Wednesday, January 17, 2007

One Search to Rule Them All

Let me start by saying I am an information junkie. I like all information and then I like to decide if that information is important to me. If it is, I like to dig into it further and see where that takes me. As a result of all of this information and sifting through it, I can never find anything. Maybe that is why I like database systems, because as long as I can control what comes in, I can find it later. This does present a problem though as some information I don't think I need is the stuff I need most and if I filter it out, then I can't find it. (This is going to be one of those, what if we are all living in a spec of dust on someone else's desk, sort of philosophical, sort of high, type of conversations). So if I don't know what I need, but I need everything, but I am only interested in some of it, but I am really interested in all of it, or at least more of it, but don't know it, what am I to do. The logical answer, (if there is such a thing to that quasi question) is search. If I can search everything than I aways have access to everything, even the stuff I don't know I need. The problem with search is that it doesn't always work. Even my beloved Google fails me from time to time. And even if it didn't, it doesn't help me search within a site that has information that I need, it just gets me to the site. Of course the site could use Google search but may not.

So I was sifting through some information at LifeHacker.com when I came across this tool called Wikiseek that searches Wikipedia for you. So I think to myself, isn't search a prime component of Wikipedia and all Wiki's for that matter? (Hours of research lead me to the conclusion that, yes, search is indeed part of a wiki's feature set). So why this tool? Well anyone that has ever used Wikipedia's search knows why, and that is because it sucks. So this tool searches better than the search that is available and built in. So now I am forced to think that maybe the answer isn't in the storage of data, but the ability to seek and find that data with the best tool available. Now if you want to get all technical and start talking about how that isn't possible because how could you index site content or file content of something you don't have access to and those sorts of things, save it. If you read this blog you know that all things are possible and the more you say they aren't the better the chance of some really smart guy getting really rich. (I haven't had time to prove out the cause and effect relationship of this theory, but there is lots of circumstantial evidence to support it).

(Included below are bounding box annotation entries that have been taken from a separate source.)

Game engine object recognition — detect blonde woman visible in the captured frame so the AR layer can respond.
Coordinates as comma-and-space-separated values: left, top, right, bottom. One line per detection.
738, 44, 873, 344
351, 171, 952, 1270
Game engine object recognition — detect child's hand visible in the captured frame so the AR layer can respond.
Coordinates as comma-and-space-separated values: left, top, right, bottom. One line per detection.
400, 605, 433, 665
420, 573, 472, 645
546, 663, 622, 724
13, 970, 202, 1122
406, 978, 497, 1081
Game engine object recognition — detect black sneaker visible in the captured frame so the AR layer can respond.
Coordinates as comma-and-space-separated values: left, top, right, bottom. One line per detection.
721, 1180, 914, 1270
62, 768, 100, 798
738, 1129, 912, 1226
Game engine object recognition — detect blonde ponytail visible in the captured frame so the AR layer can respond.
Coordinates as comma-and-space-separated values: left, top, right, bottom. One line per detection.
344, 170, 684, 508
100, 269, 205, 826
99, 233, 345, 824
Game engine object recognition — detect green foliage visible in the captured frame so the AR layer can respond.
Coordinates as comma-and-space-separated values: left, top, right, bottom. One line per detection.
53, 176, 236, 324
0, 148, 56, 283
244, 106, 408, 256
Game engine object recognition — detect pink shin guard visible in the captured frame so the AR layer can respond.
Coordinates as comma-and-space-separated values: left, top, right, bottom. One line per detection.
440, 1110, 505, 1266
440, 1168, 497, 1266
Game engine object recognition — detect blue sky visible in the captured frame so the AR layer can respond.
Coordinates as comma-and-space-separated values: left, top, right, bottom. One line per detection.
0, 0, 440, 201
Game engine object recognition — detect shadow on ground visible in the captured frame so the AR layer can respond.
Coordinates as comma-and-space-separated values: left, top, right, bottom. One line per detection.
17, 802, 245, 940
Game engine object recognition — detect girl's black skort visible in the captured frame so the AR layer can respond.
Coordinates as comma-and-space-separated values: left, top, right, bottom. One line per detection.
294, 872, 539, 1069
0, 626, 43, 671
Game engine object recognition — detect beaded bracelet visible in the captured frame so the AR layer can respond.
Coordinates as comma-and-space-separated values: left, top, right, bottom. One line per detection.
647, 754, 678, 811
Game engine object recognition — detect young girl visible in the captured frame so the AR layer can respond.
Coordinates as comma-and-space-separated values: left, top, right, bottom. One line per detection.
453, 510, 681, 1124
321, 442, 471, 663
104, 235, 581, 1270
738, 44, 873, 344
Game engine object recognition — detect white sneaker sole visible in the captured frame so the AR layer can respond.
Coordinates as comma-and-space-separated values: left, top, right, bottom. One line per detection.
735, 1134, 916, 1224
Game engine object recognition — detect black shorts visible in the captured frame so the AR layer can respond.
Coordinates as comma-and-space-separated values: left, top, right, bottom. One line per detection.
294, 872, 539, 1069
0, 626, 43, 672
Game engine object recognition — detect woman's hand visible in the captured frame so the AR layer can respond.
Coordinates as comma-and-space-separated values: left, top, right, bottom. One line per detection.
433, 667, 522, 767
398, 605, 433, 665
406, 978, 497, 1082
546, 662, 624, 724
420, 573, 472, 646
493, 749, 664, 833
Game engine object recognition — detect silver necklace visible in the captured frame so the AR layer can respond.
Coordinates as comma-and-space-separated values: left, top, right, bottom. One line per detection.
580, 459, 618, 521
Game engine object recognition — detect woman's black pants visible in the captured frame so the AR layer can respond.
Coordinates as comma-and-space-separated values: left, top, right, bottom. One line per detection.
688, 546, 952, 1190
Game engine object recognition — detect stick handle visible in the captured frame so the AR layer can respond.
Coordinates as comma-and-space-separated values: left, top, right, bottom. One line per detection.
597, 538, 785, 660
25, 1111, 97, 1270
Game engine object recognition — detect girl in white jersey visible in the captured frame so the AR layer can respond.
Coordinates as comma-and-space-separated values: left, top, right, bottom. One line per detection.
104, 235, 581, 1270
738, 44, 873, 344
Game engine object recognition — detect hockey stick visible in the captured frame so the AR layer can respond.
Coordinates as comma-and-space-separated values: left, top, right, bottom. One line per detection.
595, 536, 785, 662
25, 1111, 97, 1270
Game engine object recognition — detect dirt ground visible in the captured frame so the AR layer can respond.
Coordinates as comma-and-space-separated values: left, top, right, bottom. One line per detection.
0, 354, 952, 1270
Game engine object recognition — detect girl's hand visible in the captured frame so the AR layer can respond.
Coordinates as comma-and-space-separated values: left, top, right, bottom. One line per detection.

So if I have a really brilliant search tool that can search anything then I can have all of the information that I need and don't know I need because I don't have to filter it out because I can search it all. How cool is that. Now think about that idea from an application standpoint. Imagine search not being confined to just one database, but maybe a database and a flat file or my database and your database and the Library of Congress database. Now finding a book that meets our needs becomes much easier. Thoughts anyone?

Have a blessed day!
-mike

Rage is the only quality which has kept me, or anybody I have ever studied, writing columns for newspapers.
-Jimmy Breslin

1 comment:

Alicia said...

This is more along the lines of the "What is data" post, but I realized this morning that I need something that would allow me to search the contents and locations of everything in my house. On a more global scale, a comprehensive search on where I could buy XYZ would save me hours every week.